Greetings Steve. Crikey, is that your business card? [Varsano hands across a silver-plated engraved object of business card dimensions.]
Yeah, we're not selling cappuccinos here.
Business must be good judging by the weight of this. We're a sports section, so let's get that side of things out of the way before we indulge in the operation's sheer decadence. What sportspeople are buying these - or is it just Tiger Woods?
You see it more with teams like baseball, [ice] hockey, football, basketball and a few golfers. They tend to buy, lease or charter bigger aeroplanes like Boeings or Airbuses and deck them out with business or first-class seats because they're constantly on the road. It becomes impossible to check-in and traipse around with luggage three to four times a week. They don't want to be in front of fans at the airport either because they're celebrities. They want to travel with privacy, security and confidentiality. They also need flexibility to take off when they choose. They're sometimes leaving at weird times and going long distances. That's where a corporate aeroplane is useful.
You do bespoke, so what are some of the more bizarre requests you've catered for?
Everyone wants to know that, but unfortunately it's an incredibly boring answer. About 75 per cent are flown by middle management people. Sure, it's a luxury asset to own, but it's looked at more as a corporate tool. There is the odd extraordinary request but it's generally regarding decor. In larger Airbuses and Boeings you get some more off-the-wall stuff. People from the Middle East often take a hospital on-board, other planes have mobile garages for favourite cars and some racehorse owners have on-board stables.

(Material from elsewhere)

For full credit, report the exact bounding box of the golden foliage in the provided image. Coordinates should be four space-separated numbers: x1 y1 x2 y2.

Some celebrities enter the back door of the showroom and we pull down the front shutters so they aren't seen.
What does the average jet cost?
They're priced anywhere from US$3 million to US$95 million. The majority of the time you're talking about smaller to mid-size planes in the US$3 million to US$10 million bracket but those who want to fly 14-hour trips would be looking at more. There are around 20,000 corporate jets worldwide and 135 models have been developed over the past 30 years.

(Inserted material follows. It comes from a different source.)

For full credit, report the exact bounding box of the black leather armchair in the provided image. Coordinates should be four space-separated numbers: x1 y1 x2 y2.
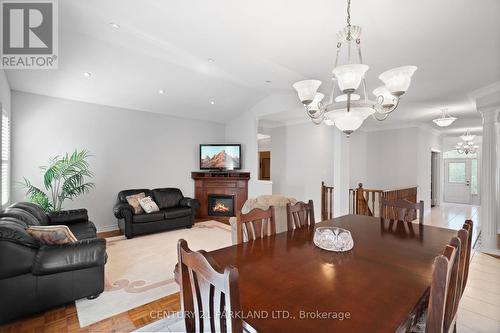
0 202 107 323
113 188 200 238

How many do you sell a year?
We can't give that information out, but about 150 jets a month are traded.
Has anyone in New Zealand bought one?
Absolutely. In fact, I can tell you exactly how many, wait a sec (nips off to what he calls "the trading floor", dashes back a couple of minutes later). New Zealand has 11 jets registered, but that doesn't mean others don't own them but register elsewhere. To put that in context: there are about 450 in the UK, 11,000 in America and 160 in China. Fyi, New Zealand also has 739 helicopters.
How does the business work?
We buy and sell the jets, doing about 80 per cent pre-owned aeroplanes and 15 per cent new. It's a global business with markets emerging in Nigeria, Ukraine, Russia and Mexico.
The problem we had was accessing these people face-to-face so I came up with this crazy idea - develop an aviation showroom which combines a home office, super-high technology and creature comforts [the sofas are white leather, a wine cellar is in the sideboard and a game of backgammon is "in progress"]. This means you're either going to end up looking like an idiot or a genius. This location next to a roundabout in Belgravia [points outside from the 1 Grosvenor Place address], leading to Knightsbridge and Mayfair is where our market revolves. They come past our window, it catches their eye and they make their driver go around again.
London is also the most accessible place to hit the global market. Americans own 50 per cent of jets but we're focusing on emerging markets. We've also set up a trading floor to find out who is buying and selling.
Well, I won't be buying today, Steve, but I've walked past and been captivated. It does the trick.